Prodotto da Germania, Lituania e Paesi Bassi, The Natural History of Destruction è l’ulteriore tassello nella filmografia documentaria del regista ucraino di origini bielorusse realizzato solamente attraverso materiale d’archivio: siamo nella Germania nazista durante la Seconda Guerra Mondiale, la gente dei villaggi e delle metropoli conduce la propria solita vita. Poi, il buio.
Con questo impressionante stacco Loznitsa passa all'oscurità di una notte lunghissima e spaventosa: dal cielo piovono bombe, la città sottostante viene di fatto rasa al suolo.
Sono le devastanti incursioni aeree con cui dal febbraio 1942 le forze alleate distrussero le principali città tedesche, uccidendo migliaia di civili.
“È moralmente accettabile usare una popolazione civile come strumento di guerra? Si può giustificare la distruzione di massa in nome di un ideale morale superiore?”.
Sergei Loznitsa - Atoms & VoidSono queste le domande che si pone il regista, cineasta che ancora una volta utilizza il cinema per combattere il cronocidio e che, ritornando nei fatti e nei luoghi più oscuri della storia, parla al nostro presente, alla tragedia di un’attualità che sembra, appunto, aver dimenticato il passato.
Come sempre nessuna voice over, un’inusuale ricorso - seppur saltuario - alle musiche (composte dall’olandese Christian Verbeek, che sbalordisce per l’accompagnamento su quell’ultima, sensazionale, lunghissima sequenza aerea che sorvola chilometri e chilometri di distruzione), lavoro come sempre che sfiora il miracoloso per la pulizia di un restauro che in alcuni momenti sembra restituire agli occhi la nitidezza di immagini (a volte anche a colori) apparentemente “contemporanee”.

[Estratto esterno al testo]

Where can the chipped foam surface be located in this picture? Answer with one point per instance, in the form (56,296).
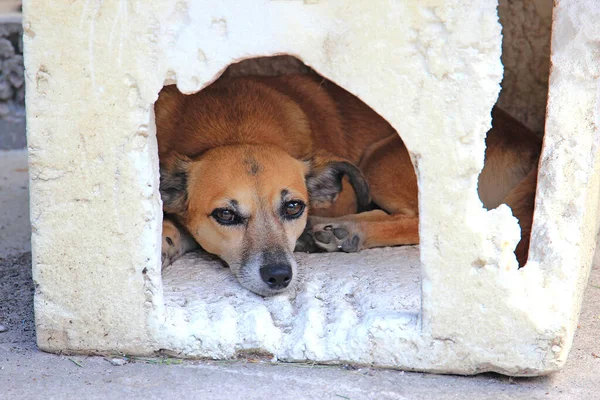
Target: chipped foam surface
(344,305)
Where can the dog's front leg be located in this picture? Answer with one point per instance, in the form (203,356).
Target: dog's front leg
(175,242)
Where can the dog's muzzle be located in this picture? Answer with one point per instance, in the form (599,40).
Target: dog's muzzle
(277,276)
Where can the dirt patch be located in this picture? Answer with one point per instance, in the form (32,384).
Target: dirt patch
(16,299)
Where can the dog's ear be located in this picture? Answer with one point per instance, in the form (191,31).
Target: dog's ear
(173,184)
(324,182)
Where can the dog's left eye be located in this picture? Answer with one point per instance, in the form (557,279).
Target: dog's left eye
(293,209)
(225,216)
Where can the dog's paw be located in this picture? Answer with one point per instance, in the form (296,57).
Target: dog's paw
(338,236)
(172,244)
(306,243)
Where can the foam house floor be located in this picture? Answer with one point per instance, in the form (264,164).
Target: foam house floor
(342,303)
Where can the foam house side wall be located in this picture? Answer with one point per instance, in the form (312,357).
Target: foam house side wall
(431,68)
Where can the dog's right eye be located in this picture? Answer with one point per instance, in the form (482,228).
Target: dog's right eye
(225,216)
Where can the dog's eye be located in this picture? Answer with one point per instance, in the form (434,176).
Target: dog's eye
(225,216)
(293,209)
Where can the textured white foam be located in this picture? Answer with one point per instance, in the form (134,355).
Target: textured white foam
(335,310)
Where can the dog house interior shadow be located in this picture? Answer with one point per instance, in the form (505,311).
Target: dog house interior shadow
(337,296)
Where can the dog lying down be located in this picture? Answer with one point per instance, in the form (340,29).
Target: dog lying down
(252,167)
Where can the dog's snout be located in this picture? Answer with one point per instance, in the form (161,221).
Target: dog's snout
(277,276)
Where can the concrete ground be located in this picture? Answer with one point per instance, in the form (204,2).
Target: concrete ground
(26,372)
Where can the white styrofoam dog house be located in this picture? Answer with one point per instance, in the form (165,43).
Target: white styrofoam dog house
(431,68)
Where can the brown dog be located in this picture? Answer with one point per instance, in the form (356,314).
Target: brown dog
(244,161)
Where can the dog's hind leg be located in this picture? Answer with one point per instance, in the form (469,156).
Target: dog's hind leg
(389,171)
(521,200)
(175,242)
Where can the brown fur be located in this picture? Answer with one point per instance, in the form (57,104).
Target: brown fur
(251,139)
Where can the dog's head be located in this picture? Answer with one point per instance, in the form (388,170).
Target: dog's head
(248,204)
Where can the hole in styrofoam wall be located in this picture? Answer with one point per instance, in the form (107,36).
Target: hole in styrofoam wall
(339,301)
(509,175)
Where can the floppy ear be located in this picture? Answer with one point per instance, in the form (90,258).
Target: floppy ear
(324,182)
(173,184)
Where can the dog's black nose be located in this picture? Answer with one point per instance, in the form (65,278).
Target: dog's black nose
(277,276)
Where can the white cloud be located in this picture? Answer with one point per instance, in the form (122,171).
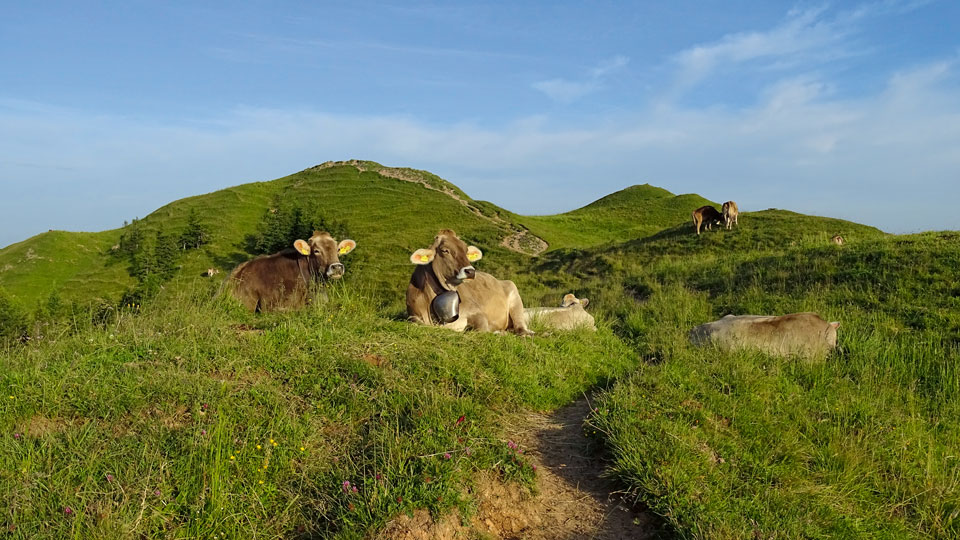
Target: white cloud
(889,159)
(565,91)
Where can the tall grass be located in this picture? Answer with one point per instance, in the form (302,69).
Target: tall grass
(189,417)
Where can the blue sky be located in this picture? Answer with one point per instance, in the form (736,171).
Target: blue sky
(109,110)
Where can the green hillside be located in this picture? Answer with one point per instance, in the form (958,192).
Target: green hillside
(187,416)
(389,212)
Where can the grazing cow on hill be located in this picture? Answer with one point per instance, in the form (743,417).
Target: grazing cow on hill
(447,290)
(706,216)
(803,334)
(730,213)
(281,280)
(571,314)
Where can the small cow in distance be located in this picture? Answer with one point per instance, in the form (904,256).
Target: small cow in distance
(282,280)
(730,214)
(803,334)
(706,216)
(570,315)
(467,298)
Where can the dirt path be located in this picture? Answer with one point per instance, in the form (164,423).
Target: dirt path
(573,501)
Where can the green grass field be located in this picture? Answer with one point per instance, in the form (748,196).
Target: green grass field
(188,417)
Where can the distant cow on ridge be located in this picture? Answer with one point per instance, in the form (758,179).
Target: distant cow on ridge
(706,216)
(730,213)
(281,280)
(469,299)
(804,334)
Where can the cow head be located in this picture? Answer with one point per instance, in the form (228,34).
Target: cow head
(450,258)
(324,253)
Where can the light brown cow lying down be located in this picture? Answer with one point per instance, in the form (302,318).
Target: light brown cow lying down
(803,334)
(486,303)
(571,314)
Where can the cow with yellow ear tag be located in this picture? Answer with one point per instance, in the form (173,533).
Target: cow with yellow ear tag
(446,290)
(281,280)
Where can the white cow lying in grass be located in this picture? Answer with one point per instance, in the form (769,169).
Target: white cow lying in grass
(803,334)
(568,316)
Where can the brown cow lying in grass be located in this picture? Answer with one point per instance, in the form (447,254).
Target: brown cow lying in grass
(485,303)
(281,280)
(803,334)
(570,315)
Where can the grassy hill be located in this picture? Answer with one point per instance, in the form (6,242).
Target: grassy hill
(189,417)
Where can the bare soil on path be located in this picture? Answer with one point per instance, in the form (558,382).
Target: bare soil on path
(572,500)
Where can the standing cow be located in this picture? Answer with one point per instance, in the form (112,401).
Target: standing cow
(706,216)
(570,315)
(479,300)
(803,334)
(730,214)
(281,280)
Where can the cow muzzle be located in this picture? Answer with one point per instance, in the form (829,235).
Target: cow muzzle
(467,272)
(335,271)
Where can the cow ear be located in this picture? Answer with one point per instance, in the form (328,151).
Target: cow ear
(474,254)
(423,256)
(345,246)
(302,247)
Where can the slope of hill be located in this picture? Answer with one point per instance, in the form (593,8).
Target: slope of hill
(190,417)
(389,212)
(634,212)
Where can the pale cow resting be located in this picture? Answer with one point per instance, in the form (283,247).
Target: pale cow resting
(570,315)
(705,217)
(485,303)
(730,214)
(801,334)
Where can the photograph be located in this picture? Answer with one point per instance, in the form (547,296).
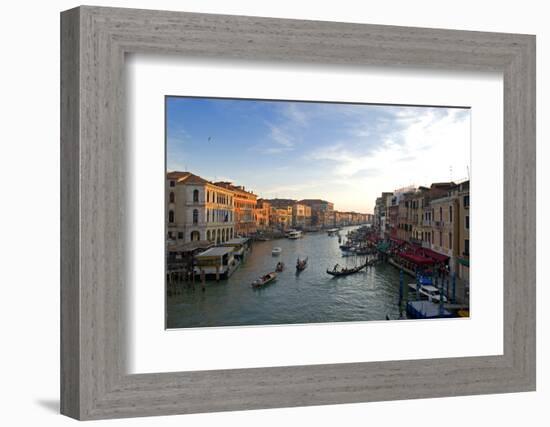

Progetto iniziato nel 2018 e reso difficoltoso dalla ricerca di finanziamenti per le costosissime immagini d’archivio, The Natural History of Destruction è stato terminato a ridosso dello scoppio del conflitto russo-ucraino.
Conflitto le cui radici lo stesso Loznitsa ha contribuito a raccontare, dapprima con il documentario Maidan, poi, nel 2018, con la “finzione” di Donbass.
La ciclicità degli eventi, la riproposizione di logiche guerrafondaie, il cronocidio come elemento determinante che rende impossibile spezzare una volta per tutte questo loop drammatico.
Il cinema di Sergei Loznitsa – che si è recentemente dimesso dal board degli EFA perché “troppo morbidi nella presa di posizione contro la Russia” e, paradossalmente, espulso dall'Accademia del Cinema Ucraino per aver espresso sostegno ai registi russi dissidenti” – dimostra nuovamente che il bene e il male nella Storia sono elementi in grado di sovrapporsi con estrema facilità.
Quello che resta, da una parte e dall’altra (le immagini della devastazione, tra corpi senza vita e persone per strada con quel poco che gli era rimasto ammassato sui carrettini), sono solamente macerie. E morte.